Prophète farfelu, mage, avec quelque chose en lui de Thierry Meyssan plus que de Tennessee, mais cependant diplômé d’HEC et de l’ENA, ménestrel, sourcier, ainsi va Jacques Cheminade sur son petit sentier à la pente légère, entre 0 et 1%.

Je fus cependant heureux de l’entendre renvoyer dans ses buts Pascale Clark, qui décidément, m’insupporte chaque jour davantage, presqu’autant qu’Ariane Massenet. Il y eut notamment cet échange ; Cheminade interrogé sur les raisons de la non-validation de ses comptes de campagne en 1995.  

« - Le compte a été rejeté pour des raisons absurdes, en s’asseyant sur le code civil, parce qu’on a  dit : « Vous avez présenté des prêts de personnes physiques sans intérêt, or l’absence d’intérêts dénote une intention donatrice » – on va la chercher & on requalifie en don ; à ce moment là il y avait trop de dons… Or le code civil dit : « Un prêt se caractérise par la nécessité de rembourser, avec ou sans intérêts », donc probablement on a cru que j’étais un musulman, parce que je ne voulais pas d’intérêt.

Pascale Clark, interloquée. – Un musulman. Et alors ?

Cheminade. – Oui. Parce qu’on est contre le prêt intérêt. Blanc. Les Musulmans sont contre le prêt à intérêt. Voyant qu’elle ne comprend rien…Non c’est une plaisanterie, vous savez…

- Ouais, de pas très bon goût, d’ailleurs. Pas très bon goût.

Par-dessus, la voix de Cheminade. – « Il faut en faire parfois à la radio ».

Retour en arrière. Pascale Clark visiblement n’a pas réussi à suivre le raisonnement un peu alambiqué de Cheminade, et on lui pardonnera. Tout à coup, elle entend le mot « musulman ». Là, elle croit à un dérapage, et se couvre, avec ce « de pas très bon goût » répété deux fois.

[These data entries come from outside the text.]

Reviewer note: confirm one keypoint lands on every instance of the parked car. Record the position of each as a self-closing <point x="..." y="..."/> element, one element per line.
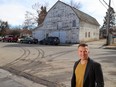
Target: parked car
<point x="21" y="38"/>
<point x="50" y="41"/>
<point x="29" y="40"/>
<point x="10" y="38"/>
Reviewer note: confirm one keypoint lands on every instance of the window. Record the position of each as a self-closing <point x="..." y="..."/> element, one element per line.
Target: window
<point x="74" y="23"/>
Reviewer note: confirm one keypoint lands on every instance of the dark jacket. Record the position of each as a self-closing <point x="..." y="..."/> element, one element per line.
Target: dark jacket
<point x="93" y="75"/>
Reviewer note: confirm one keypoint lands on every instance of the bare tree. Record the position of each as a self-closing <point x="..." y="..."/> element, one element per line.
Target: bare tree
<point x="75" y="4"/>
<point x="32" y="19"/>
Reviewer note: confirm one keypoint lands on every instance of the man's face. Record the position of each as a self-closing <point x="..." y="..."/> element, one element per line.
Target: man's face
<point x="83" y="53"/>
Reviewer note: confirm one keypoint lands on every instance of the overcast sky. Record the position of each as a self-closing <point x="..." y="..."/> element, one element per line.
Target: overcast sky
<point x="14" y="11"/>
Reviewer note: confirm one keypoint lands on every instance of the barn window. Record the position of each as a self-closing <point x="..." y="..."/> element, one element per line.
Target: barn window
<point x="74" y="23"/>
<point x="88" y="34"/>
<point x="85" y="34"/>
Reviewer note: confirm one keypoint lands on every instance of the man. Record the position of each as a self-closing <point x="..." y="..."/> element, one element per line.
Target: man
<point x="86" y="72"/>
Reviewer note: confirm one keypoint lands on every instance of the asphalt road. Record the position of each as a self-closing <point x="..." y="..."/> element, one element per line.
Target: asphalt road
<point x="51" y="66"/>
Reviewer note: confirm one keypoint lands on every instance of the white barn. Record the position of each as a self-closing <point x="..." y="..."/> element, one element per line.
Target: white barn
<point x="69" y="24"/>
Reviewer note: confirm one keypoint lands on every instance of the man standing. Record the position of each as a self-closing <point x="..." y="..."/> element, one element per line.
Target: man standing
<point x="86" y="72"/>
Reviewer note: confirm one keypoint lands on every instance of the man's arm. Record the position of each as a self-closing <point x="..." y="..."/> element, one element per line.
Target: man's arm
<point x="99" y="75"/>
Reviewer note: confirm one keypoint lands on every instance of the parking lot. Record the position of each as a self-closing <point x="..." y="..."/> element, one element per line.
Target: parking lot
<point x="52" y="65"/>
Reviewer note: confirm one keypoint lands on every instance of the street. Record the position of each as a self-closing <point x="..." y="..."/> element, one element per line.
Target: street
<point x="51" y="66"/>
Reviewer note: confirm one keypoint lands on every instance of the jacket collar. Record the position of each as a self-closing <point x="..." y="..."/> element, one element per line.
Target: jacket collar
<point x="89" y="64"/>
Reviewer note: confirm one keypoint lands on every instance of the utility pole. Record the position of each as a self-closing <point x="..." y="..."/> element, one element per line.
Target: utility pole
<point x="109" y="35"/>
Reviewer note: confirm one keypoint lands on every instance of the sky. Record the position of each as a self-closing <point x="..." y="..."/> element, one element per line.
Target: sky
<point x="13" y="11"/>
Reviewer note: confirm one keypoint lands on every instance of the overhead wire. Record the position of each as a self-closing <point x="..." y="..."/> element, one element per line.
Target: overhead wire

Or la blague n’est pas si mauvaise, et en tout cas, on ne peut y voir aucune connotation raciste ou dépréciative.
Cheminade a l’air de connaître effectivement la finance islamique, que je connais moi surtout pas le biais de la microfinance du même nom, largement pratiquée à Djibouti – répondant aux principes de la charia, finance islamique, en accord avec le droit musulman donc, est basée sur deux principes : « l’interdiction de l’intérêt et la responsabilité sociale de l’investissement ». La banque se rémunère cependant – non pas en demandant des intérêts, mais en achetant elle-même le bien pour le compte du client – et en le lui revendant avec une marge – une sorte de leasing. Au final, ça ne change pas grand-chose, sauf que formellement il n’y a pas d’intérêt…Que l’honneur est sauf. Sauf celui de Pascale Clark.